Hoppy. Dank. Amber. 85 IBU. 1.008 FG,
This is a nice beer. Perfect for our homemade ramen with its dark rich salty broth. The can says “pleasingly dry, sporting a lightly bready malt backbone that serves as a platform for the huge and complex hop profile.” Our experience was quite nearly opposite of that. We found a rich sweet malt roastiness with persistent but not hugely flavourful hop bitterness. We’d pick the apparent bitterness in the 60’s tops.
So, is this an impact of travel? BwB does a fantastic job of ensuring cold point to point shipment and it’s a pretty fresh can. It’s a can.
Again, it’s a nice beer. Just not as the label promised.
Can we talk about dank? There is some controversy about just what dank refers to in a beer. Most agree its a fresh, intense resinous odor or flavour, reminiscent of good marijuana. Since hops are a related plant, it makes sense that there might be an overlap in flavours. Dank also means musty, as in a musty basement. Some folks think that fruity new world hops like Nelson Sauvin are dank.
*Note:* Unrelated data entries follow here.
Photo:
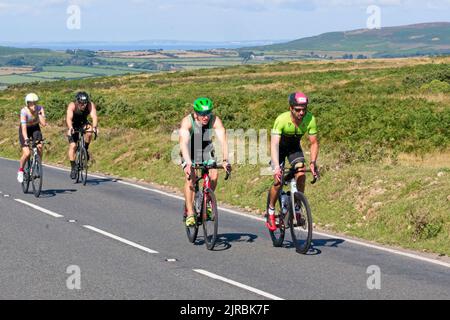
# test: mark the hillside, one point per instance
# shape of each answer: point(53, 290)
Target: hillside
point(384, 131)
point(426, 38)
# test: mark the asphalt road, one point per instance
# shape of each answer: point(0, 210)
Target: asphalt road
point(118, 238)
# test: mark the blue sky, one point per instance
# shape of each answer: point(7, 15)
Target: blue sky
point(203, 20)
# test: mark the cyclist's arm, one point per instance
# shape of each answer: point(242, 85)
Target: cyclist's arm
point(222, 136)
point(42, 119)
point(23, 125)
point(69, 115)
point(185, 137)
point(94, 115)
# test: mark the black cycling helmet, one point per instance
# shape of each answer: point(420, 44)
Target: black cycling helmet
point(82, 97)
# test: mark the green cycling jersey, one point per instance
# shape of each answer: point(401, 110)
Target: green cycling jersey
point(286, 128)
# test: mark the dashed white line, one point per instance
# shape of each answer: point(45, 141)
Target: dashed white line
point(51, 213)
point(237, 284)
point(130, 243)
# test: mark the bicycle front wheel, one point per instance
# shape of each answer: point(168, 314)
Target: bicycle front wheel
point(26, 177)
point(210, 218)
point(300, 221)
point(37, 176)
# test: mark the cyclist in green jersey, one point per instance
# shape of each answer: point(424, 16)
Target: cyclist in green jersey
point(196, 147)
point(287, 133)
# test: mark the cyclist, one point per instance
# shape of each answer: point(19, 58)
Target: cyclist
point(77, 118)
point(287, 133)
point(196, 147)
point(32, 117)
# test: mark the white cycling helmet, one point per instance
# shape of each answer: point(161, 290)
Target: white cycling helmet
point(31, 97)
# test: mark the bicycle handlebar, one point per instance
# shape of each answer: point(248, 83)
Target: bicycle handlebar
point(209, 167)
point(292, 171)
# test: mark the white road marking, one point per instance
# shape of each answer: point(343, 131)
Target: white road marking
point(237, 284)
point(51, 213)
point(368, 245)
point(130, 243)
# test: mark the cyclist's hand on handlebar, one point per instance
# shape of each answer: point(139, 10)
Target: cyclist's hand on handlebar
point(314, 170)
point(226, 166)
point(188, 170)
point(277, 172)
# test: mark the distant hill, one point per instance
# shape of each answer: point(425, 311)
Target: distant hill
point(416, 39)
point(11, 50)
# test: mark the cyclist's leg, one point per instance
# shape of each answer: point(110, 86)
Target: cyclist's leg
point(25, 156)
point(87, 135)
point(209, 155)
point(25, 151)
point(189, 193)
point(37, 136)
point(274, 191)
point(73, 139)
point(297, 159)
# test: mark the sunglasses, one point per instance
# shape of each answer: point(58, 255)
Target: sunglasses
point(204, 114)
point(298, 110)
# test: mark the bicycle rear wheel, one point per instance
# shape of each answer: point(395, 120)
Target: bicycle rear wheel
point(26, 177)
point(210, 218)
point(277, 235)
point(37, 176)
point(301, 223)
point(191, 232)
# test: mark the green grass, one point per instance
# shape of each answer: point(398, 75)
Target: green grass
point(368, 112)
point(59, 74)
point(98, 70)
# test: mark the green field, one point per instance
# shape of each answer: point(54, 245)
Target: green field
point(378, 120)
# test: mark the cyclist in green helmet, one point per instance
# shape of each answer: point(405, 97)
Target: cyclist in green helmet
point(196, 147)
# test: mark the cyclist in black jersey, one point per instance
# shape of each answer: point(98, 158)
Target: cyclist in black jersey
point(77, 115)
point(196, 147)
point(287, 133)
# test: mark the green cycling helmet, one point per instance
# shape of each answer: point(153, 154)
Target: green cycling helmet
point(203, 106)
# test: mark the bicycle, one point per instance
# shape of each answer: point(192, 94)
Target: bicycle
point(204, 199)
point(81, 159)
point(294, 213)
point(33, 171)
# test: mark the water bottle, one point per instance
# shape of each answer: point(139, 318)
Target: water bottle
point(198, 201)
point(284, 203)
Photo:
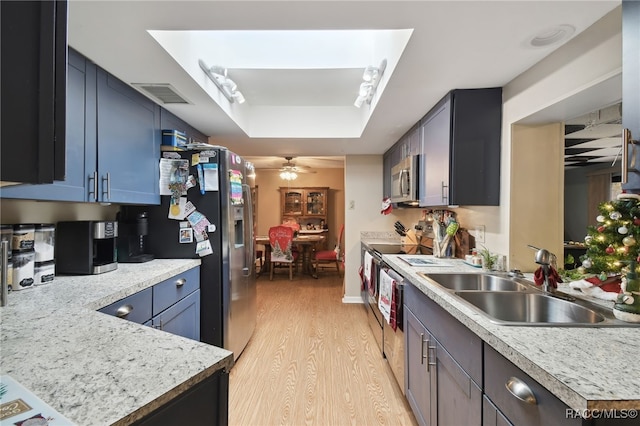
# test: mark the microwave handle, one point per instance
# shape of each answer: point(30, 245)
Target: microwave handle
point(403, 192)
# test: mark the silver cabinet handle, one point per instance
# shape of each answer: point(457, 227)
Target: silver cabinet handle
point(123, 311)
point(445, 190)
point(94, 178)
point(521, 390)
point(422, 342)
point(108, 192)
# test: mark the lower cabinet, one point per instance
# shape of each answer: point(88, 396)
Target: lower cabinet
point(172, 305)
point(439, 390)
point(454, 378)
point(204, 404)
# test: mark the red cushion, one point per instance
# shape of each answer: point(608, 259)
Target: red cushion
point(326, 255)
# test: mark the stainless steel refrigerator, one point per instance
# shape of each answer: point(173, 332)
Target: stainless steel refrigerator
point(209, 202)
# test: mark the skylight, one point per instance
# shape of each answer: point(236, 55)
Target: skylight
point(299, 84)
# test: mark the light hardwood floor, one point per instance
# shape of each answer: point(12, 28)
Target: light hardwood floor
point(312, 360)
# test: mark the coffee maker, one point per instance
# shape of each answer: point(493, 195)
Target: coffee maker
point(132, 239)
point(86, 247)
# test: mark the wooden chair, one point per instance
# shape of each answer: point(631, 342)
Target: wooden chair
point(281, 240)
point(330, 256)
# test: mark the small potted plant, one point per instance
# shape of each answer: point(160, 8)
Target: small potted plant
point(488, 259)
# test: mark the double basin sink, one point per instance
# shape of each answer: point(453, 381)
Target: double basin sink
point(506, 300)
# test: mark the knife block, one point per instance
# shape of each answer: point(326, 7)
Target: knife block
point(409, 239)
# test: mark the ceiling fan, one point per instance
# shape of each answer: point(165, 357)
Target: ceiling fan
point(292, 167)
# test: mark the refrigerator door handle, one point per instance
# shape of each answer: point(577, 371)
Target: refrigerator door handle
point(250, 255)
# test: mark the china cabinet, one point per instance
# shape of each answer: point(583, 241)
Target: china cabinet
point(307, 205)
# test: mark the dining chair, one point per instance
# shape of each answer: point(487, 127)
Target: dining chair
point(330, 256)
point(281, 241)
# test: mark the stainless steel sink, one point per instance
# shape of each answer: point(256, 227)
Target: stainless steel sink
point(534, 308)
point(469, 281)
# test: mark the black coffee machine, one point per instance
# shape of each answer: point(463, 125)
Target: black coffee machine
point(132, 237)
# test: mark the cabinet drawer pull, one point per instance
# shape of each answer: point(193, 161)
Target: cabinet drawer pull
point(422, 342)
point(521, 390)
point(431, 357)
point(123, 311)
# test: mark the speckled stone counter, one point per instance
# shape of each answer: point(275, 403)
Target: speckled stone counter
point(586, 368)
point(93, 368)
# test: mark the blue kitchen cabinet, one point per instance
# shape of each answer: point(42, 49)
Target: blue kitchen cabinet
point(33, 79)
point(182, 318)
point(81, 74)
point(128, 144)
point(112, 146)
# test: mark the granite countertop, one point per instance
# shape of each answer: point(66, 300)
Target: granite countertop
point(586, 368)
point(94, 368)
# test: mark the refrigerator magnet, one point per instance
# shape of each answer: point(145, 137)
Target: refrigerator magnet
point(186, 235)
point(203, 248)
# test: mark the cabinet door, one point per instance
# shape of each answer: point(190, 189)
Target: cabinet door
point(182, 319)
point(491, 416)
point(386, 175)
point(80, 136)
point(128, 143)
point(459, 398)
point(292, 202)
point(435, 156)
point(316, 202)
point(33, 81)
point(419, 377)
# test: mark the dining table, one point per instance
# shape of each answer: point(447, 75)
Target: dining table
point(306, 243)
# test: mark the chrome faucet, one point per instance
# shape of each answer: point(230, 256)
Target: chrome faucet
point(547, 260)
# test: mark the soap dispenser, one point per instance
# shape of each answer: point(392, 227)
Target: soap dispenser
point(627, 305)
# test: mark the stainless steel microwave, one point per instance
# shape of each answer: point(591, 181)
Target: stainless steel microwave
point(405, 181)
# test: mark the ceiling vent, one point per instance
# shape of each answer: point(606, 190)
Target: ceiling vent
point(161, 92)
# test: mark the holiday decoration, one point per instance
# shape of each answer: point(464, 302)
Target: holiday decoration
point(612, 244)
point(627, 306)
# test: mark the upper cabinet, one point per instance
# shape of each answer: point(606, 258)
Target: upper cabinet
point(460, 149)
point(113, 142)
point(33, 85)
point(630, 91)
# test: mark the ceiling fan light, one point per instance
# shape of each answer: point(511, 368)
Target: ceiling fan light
point(288, 175)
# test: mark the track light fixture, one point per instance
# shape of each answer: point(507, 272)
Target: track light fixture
point(371, 78)
point(228, 87)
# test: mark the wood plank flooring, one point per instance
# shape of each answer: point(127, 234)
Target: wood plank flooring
point(312, 360)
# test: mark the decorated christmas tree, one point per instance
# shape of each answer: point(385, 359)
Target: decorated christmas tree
point(615, 241)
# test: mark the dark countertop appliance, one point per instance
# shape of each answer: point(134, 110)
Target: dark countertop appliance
point(86, 247)
point(132, 238)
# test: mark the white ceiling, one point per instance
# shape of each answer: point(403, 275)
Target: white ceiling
point(454, 44)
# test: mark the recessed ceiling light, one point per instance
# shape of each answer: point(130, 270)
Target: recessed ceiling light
point(552, 35)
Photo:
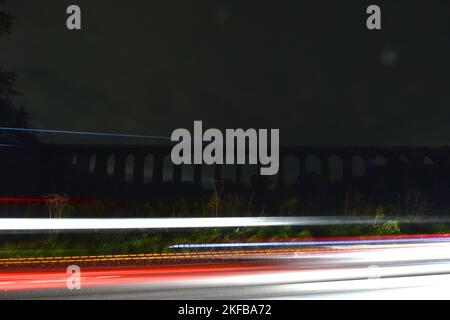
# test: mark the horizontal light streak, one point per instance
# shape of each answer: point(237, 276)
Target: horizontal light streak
point(24, 224)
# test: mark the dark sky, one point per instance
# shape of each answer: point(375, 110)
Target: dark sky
point(310, 68)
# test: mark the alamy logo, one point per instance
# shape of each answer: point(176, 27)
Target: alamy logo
point(231, 149)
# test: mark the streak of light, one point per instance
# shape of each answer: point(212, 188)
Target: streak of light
point(86, 133)
point(22, 224)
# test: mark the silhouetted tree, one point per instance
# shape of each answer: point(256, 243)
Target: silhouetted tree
point(10, 114)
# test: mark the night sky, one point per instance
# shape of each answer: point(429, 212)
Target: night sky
point(309, 68)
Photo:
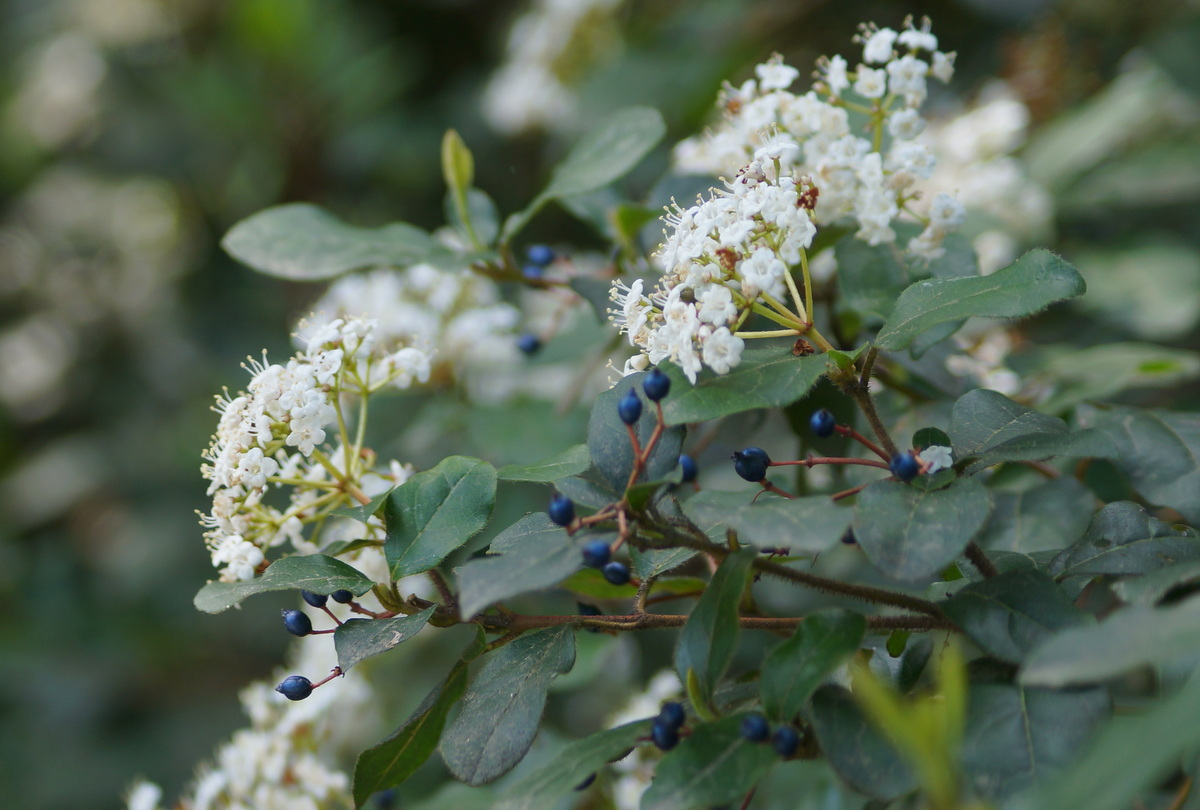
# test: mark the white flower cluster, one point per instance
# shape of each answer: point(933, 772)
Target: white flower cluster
point(273, 433)
point(723, 258)
point(273, 763)
point(531, 89)
point(868, 179)
point(457, 318)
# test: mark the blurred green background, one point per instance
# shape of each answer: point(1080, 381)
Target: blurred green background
point(133, 133)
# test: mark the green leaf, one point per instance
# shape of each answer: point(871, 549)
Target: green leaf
point(796, 667)
point(912, 534)
point(709, 767)
point(1131, 755)
point(502, 708)
point(305, 243)
point(1157, 450)
point(1125, 539)
point(711, 635)
point(604, 155)
point(1128, 639)
point(360, 639)
point(1012, 613)
point(856, 750)
point(766, 378)
point(804, 525)
point(400, 755)
point(535, 555)
point(1025, 287)
point(1017, 738)
point(1041, 519)
point(315, 573)
point(609, 444)
point(990, 427)
point(571, 461)
point(557, 778)
point(436, 511)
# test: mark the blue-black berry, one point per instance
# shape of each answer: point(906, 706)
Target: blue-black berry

It doesn’t work for us. Others bring up cat pee, which is an earthy intensity in a way. We get dank in summit and columbus, and a range of other fresh intense, resinous hops. However you describe it, its not in this beer. (Though citra can be a bit dank at times.) We could probably write another article on dank, but would be best left for another time.
Here are is how one writer defines it:
Dank / Earthy
Frequency: IPAs, possibly others
Result Of: Hops (mostly)
See Also: Hoppy; Pine; Roasty
Certain hops, like Columbus and Chinook, will give beer a character that can only really be described as “dank,” but not in an unpleasant way. IPAs with such hops will have a bold woodsy, earthy character. Darker beers like porters and stouts sometimes lean toward a “dank” character as well.
Again, this is a nice beer. A distinctive beer, with a dry finish, sweet caramel and complex roast character. We would gladly drink some more, especially with roasted foods.
If you couldn’t get any and can’t wait for the next shipment, you can also brew a version. Michael Tonsmeire blogged about the development of his dank amber recipe on his Mad Fermentationalist website. The beer later became Blazing World. Here are the commercial brew #3 tasting notes. At least brew #3 wasn’t dank enough for him.